Une sprinteuse biélorusse a déclaré à Reuters avoir été conduite ce dimanche à l’aéroport contre son gré pour embarquer à bord d’un avion à destination de la Biélorussie, après avoir critiqué les entraîneurs de son pays pendant les Jeux olympiques de Tokyo.

Krystsina Tsimanouskaya, qui devait prendre le départ du 200 mètres femme ce lundi, a ajouté avoir demandé la protection de la police japonaise à l’aéroport Haneda de Tokyo afin d’échapper à l’embarquement.
« Je ne rentrerai pas en Biélorussie », a-t-elle dit à Reuters dans un message envoyé par Telegram.
Dans un communiqué, le Comité olympique biélorusse a déclaré que les entraîneurs avaient décidé le retrait de l’athlète des jeux après un avis médical sur « son état émotionnel et psychologique ».
Le comité n’était pas disponible dans l’immédiat pour faire d’autres commentaires.
Un photographe de Reuters a vu la sprinteuse se tenir debout près de policiers japonais.

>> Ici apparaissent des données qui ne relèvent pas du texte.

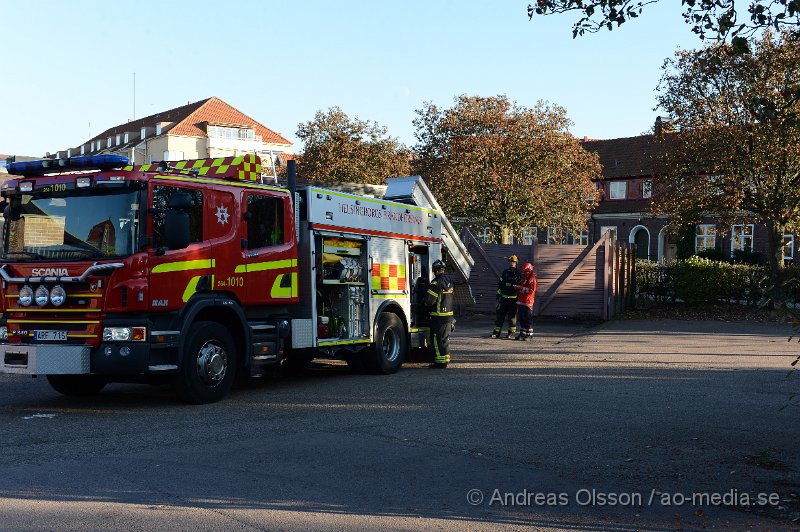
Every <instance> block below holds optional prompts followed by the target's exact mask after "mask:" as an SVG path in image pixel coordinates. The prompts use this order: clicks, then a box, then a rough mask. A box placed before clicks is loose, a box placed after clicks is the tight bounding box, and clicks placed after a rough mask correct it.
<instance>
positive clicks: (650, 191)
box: [642, 179, 653, 199]
mask: <svg viewBox="0 0 800 532" xmlns="http://www.w3.org/2000/svg"><path fill="white" fill-rule="evenodd" d="M652 197H653V180H652V179H645V180H644V181H642V198H645V199H647V198H652Z"/></svg>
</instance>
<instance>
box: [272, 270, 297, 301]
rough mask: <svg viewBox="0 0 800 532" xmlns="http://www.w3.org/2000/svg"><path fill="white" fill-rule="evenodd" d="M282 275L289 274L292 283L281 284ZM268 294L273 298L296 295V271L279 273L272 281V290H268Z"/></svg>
mask: <svg viewBox="0 0 800 532" xmlns="http://www.w3.org/2000/svg"><path fill="white" fill-rule="evenodd" d="M284 275H290V276H291V283H292V284H291V285H290V286H281V281H282V280H283V276H284ZM269 295H270V297H272V298H275V299H279V298H290V297H297V272H292V273H281V274H279V275H278V276H277V277H276V278H275V282H274V283H272V290H270V292H269Z"/></svg>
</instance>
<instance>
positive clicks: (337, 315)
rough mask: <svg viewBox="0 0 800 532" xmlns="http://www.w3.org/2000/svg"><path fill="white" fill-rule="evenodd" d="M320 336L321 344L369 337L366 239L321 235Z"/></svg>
mask: <svg viewBox="0 0 800 532" xmlns="http://www.w3.org/2000/svg"><path fill="white" fill-rule="evenodd" d="M316 240H317V241H316V248H317V249H319V250H321V251H322V252H321V253H318V254H317V256H318V257H319V258H318V260H319V262H320V264H319V265H318V268H317V272H319V273H318V276H317V286H316V291H317V337H318V338H319V342H320V344H323V343H325V342H326V341H334V340H354V339H363V338H367V337H369V329H368V327H367V325H366V322H367V301H368V299H369V296H368V292H367V290H368V281H369V275H370V271H369V265H368V264H367V260H368V254H367V241H366V240H364V239H355V238H344V237H339V236H326V235H318V236H317V237H316Z"/></svg>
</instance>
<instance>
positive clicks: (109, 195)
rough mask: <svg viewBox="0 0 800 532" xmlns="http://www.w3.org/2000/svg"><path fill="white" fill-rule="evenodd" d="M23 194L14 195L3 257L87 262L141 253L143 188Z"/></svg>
mask: <svg viewBox="0 0 800 532" xmlns="http://www.w3.org/2000/svg"><path fill="white" fill-rule="evenodd" d="M99 192H100V191H93V192H89V191H87V192H86V193H81V194H78V193H75V192H72V193H71V195H66V194H62V195H48V196H44V195H40V194H36V195H31V194H21V195H19V196H16V197H14V198H13V199H11V204H10V206H9V210H8V211H7V213H8V216H7V217H6V227H4V231H3V236H4V245H3V253H2V258H3V259H13V260H41V259H54V260H81V259H87V258H103V257H120V256H127V255H131V254H132V253H134V252H135V251H136V247H137V245H136V243H137V239H138V236H139V211H140V210H139V205H140V203H139V192H138V191H135V192H132V191H131V190H130V189H127V190H121V191H120V190H117V191H109V192H107V193H99Z"/></svg>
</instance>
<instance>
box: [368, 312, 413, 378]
mask: <svg viewBox="0 0 800 532" xmlns="http://www.w3.org/2000/svg"><path fill="white" fill-rule="evenodd" d="M407 352H408V334H407V333H406V329H405V327H403V322H402V321H400V318H398V317H397V315H396V314H392V313H391V312H383V313H381V315H380V316H379V317H378V323H377V325H376V326H375V343H374V344H372V345H371V346H370V347H368V348H367V349H366V350H365V351H364V365H365V366H366V369H367V371H368V372H370V373H373V374H380V375H388V374H390V373H394V372H396V371H397V370H398V369H400V366H401V365H402V364H403V360H405V357H406V353H407Z"/></svg>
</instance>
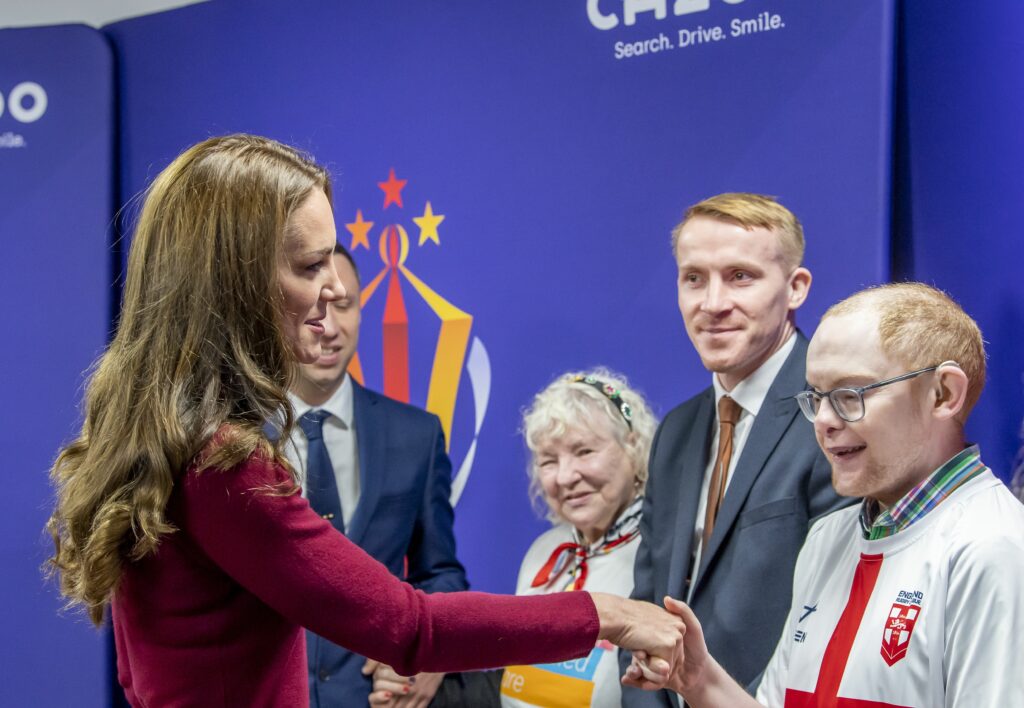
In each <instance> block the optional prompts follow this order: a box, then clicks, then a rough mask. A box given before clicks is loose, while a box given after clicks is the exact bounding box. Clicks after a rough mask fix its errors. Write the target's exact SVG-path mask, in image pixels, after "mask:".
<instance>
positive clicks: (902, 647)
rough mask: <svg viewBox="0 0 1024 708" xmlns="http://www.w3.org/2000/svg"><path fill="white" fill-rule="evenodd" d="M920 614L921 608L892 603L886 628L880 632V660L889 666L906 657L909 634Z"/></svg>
mask: <svg viewBox="0 0 1024 708" xmlns="http://www.w3.org/2000/svg"><path fill="white" fill-rule="evenodd" d="M920 614H921V608H920V607H919V606H916V605H900V603H899V602H893V607H892V610H890V611H889V617H888V619H887V620H886V628H885V629H884V630H883V631H882V658H883V659H884V660H885V662H886V663H887V664H889V666H892V665H893V664H895V663H896V662H898V661H899V660H900V659H902V658H903V657H905V656H906V650H907V649H908V648H909V647H910V634H911V633H912V632H913V625H914V624H916V622H918V616H919V615H920Z"/></svg>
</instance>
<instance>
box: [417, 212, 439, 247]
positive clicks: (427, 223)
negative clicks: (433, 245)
mask: <svg viewBox="0 0 1024 708" xmlns="http://www.w3.org/2000/svg"><path fill="white" fill-rule="evenodd" d="M413 220H414V221H416V225H417V226H419V227H420V244H419V245H420V246H422V245H423V244H425V243H427V240H428V239H429V240H430V241H433V242H434V243H435V244H437V245H438V246H440V245H441V242H440V239H439V238H438V236H437V224H439V223H440V222H441V221H443V220H444V214H436V215H435V214H434V212H433V209H431V208H430V202H427V206H426V207H425V208H424V210H423V216H414V217H413Z"/></svg>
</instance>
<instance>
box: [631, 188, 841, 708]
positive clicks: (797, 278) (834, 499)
mask: <svg viewBox="0 0 1024 708" xmlns="http://www.w3.org/2000/svg"><path fill="white" fill-rule="evenodd" d="M672 246H673V255H674V256H675V258H676V263H677V265H678V282H677V288H678V294H679V309H680V313H681V314H682V317H683V322H684V324H685V326H686V332H687V334H688V335H689V338H690V341H691V342H692V343H693V346H694V348H695V349H696V351H697V355H698V356H699V357H700V361H701V362H702V364H703V366H705V367H706V368H707V369H708V370H709V371H711V372H712V385H711V386H709V387H708V388H707V389H705V390H703V391H701V392H700V393H698V394H697V395H695V397H694V398H692V399H690V400H689V401H687V402H685V403H683V404H682V405H680V406H678V407H677V408H675V409H674V410H673V411H671V412H670V413H669V414H668V415H667V416H666V417H665V419H664V420H663V421H662V424H660V426H659V427H658V430H657V433H656V434H655V436H654V442H653V445H652V447H651V455H650V465H649V469H650V478H649V481H648V483H647V493H646V495H645V501H644V509H643V520H642V523H641V538H642V541H641V545H640V548H639V550H638V553H637V559H636V566H635V589H634V592H633V596H634V597H636V598H638V599H645V600H649V601H653V602H658V603H659V602H660V600H662V598H663V597H664V596H665V595H671V596H673V597H679V598H682V599H685V600H686V601H687V602H688V603H689V605H690V606H691V607H692V609H693V612H694V613H695V614H696V616H697V618H699V620H700V623H701V625H702V626H703V632H705V637H706V639H707V641H708V647H709V649H710V651H711V652H712V654H713V655H714V656H715V657H716V658H717V659H718V660H719V662H720V663H721V664H722V666H723V667H724V668H725V669H726V670H727V671H728V672H729V674H731V675H732V676H733V677H735V678H736V679H737V680H738V681H739V682H740V683H741V684H743V685H746V684H750V683H752V682H753V681H755V680H756V679H757V678H758V677H759V676H760V674H761V672H762V671H763V670H764V668H765V665H766V664H767V663H768V660H769V658H770V657H771V653H772V650H773V649H774V647H775V642H776V641H777V640H778V636H779V632H780V631H781V628H782V623H783V622H784V620H785V615H786V612H787V611H788V609H790V600H791V594H792V587H791V584H792V581H793V568H794V565H795V563H796V559H797V553H798V551H799V550H800V547H801V545H803V542H804V538H805V537H806V535H807V531H808V528H809V526H810V523H811V520H812V519H813V518H815V517H816V516H819V515H821V514H823V513H825V512H827V511H830V510H833V509H835V508H838V507H839V506H842V505H843V504H845V503H849V501H844V500H842V499H840V498H839V497H838V496H837V495H836V493H835V492H834V491H833V488H831V485H830V484H829V469H828V463H827V462H826V460H825V458H824V457H823V456H822V454H821V452H820V451H819V450H818V446H817V444H816V443H815V440H814V433H813V430H809V429H808V426H807V425H806V423H805V422H804V421H802V420H801V419H800V412H799V409H798V406H797V402H796V401H795V400H794V398H793V397H794V394H796V393H797V392H799V391H801V390H803V389H805V388H806V385H807V384H806V381H805V357H806V353H807V339H806V337H804V335H803V334H802V333H801V332H800V331H799V330H798V329H797V325H796V311H797V309H798V308H799V307H800V306H801V304H803V302H804V300H805V299H806V297H807V294H808V291H809V289H810V286H811V274H810V272H809V270H808V269H807V268H805V267H803V266H802V264H801V262H802V260H803V255H804V236H803V230H802V227H801V225H800V222H799V221H798V220H797V218H796V216H794V214H793V213H792V212H791V211H790V210H788V209H786V208H785V207H783V206H782V205H781V204H779V203H778V202H777V201H775V200H774V199H772V198H770V197H764V196H761V195H755V194H722V195H718V196H715V197H711V198H710V199H707V200H705V201H702V202H700V203H698V204H695V205H694V206H692V207H690V208H689V209H688V210H687V211H686V214H685V216H684V218H683V220H682V222H681V223H680V224H679V225H677V226H676V228H675V230H674V231H673V235H672ZM629 662H630V657H629V654H628V653H626V652H621V653H620V663H621V665H622V667H623V668H624V670H625V667H626V666H627V665H628V664H629ZM679 703H680V702H679V697H678V696H676V695H675V694H673V693H671V692H667V691H660V692H657V693H641V692H639V691H636V690H633V689H629V688H627V689H625V690H624V693H623V705H624V706H627V707H629V708H638V707H641V706H671V705H679Z"/></svg>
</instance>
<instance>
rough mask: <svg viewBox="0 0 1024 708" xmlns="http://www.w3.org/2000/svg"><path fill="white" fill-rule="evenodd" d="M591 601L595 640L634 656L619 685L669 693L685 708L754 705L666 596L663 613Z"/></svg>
mask: <svg viewBox="0 0 1024 708" xmlns="http://www.w3.org/2000/svg"><path fill="white" fill-rule="evenodd" d="M591 595H592V596H593V598H594V603H595V605H596V606H597V612H598V616H599V617H600V620H601V630H600V638H603V639H607V640H608V641H610V642H612V643H614V644H617V645H618V647H622V648H623V649H626V650H629V651H631V652H632V653H633V662H632V663H631V664H630V666H629V667H628V668H627V669H626V673H625V674H624V675H623V679H622V680H623V684H624V685H629V686H633V688H636V689H644V690H646V691H656V690H658V689H669V690H670V691H675V692H676V693H678V694H680V695H682V696H683V697H684V698H686V701H687V703H688V704H689V705H740V703H736V702H735V701H739V702H741V703H743V704H746V705H755V706H756V705H757V703H756V702H754V699H752V698H751V697H750V696H748V695H746V694H745V693H743V692H742V690H741V689H740V688H739V685H738V684H735V683H734V682H733V681H731V679H728V676H727V674H726V673H725V671H724V669H722V668H721V666H719V665H718V663H717V662H716V661H715V660H714V658H713V657H712V656H711V655H710V654H708V645H707V644H706V643H705V638H703V632H702V631H701V629H700V623H699V622H698V621H697V618H696V616H695V615H694V614H693V611H692V610H690V609H689V607H687V606H686V605H685V603H684V602H681V601H679V600H676V599H673V598H672V597H668V596H666V598H665V610H663V609H660V608H658V607H657V606H656V605H652V603H650V602H640V601H636V600H629V599H624V598H622V597H616V596H614V595H607V594H604V593H600V592H593V593H591ZM723 690H724V692H723ZM737 691H738V693H737ZM722 693H724V694H726V695H728V696H729V697H730V698H731V699H732V700H731V701H730V702H729V703H721V702H719V701H718V700H717V699H716V698H715V697H716V696H718V697H719V698H724V696H722Z"/></svg>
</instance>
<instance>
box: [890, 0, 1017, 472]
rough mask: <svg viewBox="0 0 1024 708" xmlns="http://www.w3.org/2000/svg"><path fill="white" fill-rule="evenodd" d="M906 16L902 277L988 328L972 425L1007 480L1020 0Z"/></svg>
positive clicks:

« Je pense que je suis en sécurité »

« Je pense que je suis en sécurité », a poursuivi Krystsina Tsimanouskaya. « Je suis avec la police. »
Un officier de police à l’aéroport Haneda airport a indiqué pour sa part se trouver avec une femme athlète de Biélorussie au Terminal 3.
Une source de la Fondation pour la solidarité sportive biélorusse, qui soutient les athlètes emprisonnés ou écartés en raison de leurs opinions politiques, a indiqué à Reuters que la sprinteuse prévoyait de demander l’asile en Allemagne ou en Autriche lundi.
Dans une vidéo publiée sur Telegram par la fondation, Krystsina Tsimanouskaya demande l’intervention du Comité international olympique.
Un porte-parole du CIO a indiqué que l’organisation avait vu les informations de presse et qu’il les étudiait, ajoutant avoir demandé des clarifications au Comité olympique biélorusse.
Le président de l’ancienne république soviétique, Alexandre Loukachenko, dirige le pays d’une main de fer depuis 1994. Confronté l’an passé à d’importantes manifestations sur les conditions dans lesquelles se sont tenues les dernières élections, il a ordonné une répression violente contre les manifestants.
Alexandre Loukachenko rejette les accusations selon lesquelles il a truqué le scrutin.
Fait inhabituel dans un pays où l’élite sportive dépend souvent des deniers publics pour son activité, plusieurs athlètes biélorusses ont pris part aux manifestations, comme la basketteuse olympique Yelena Leuchanka et le champion de décathlon Andrei Krauchanka.
Pour d’autres, en représailles à leur soutien à l’opposition, l’Etat a mis fin à leur emploi ou les a exclus des sélections nationales.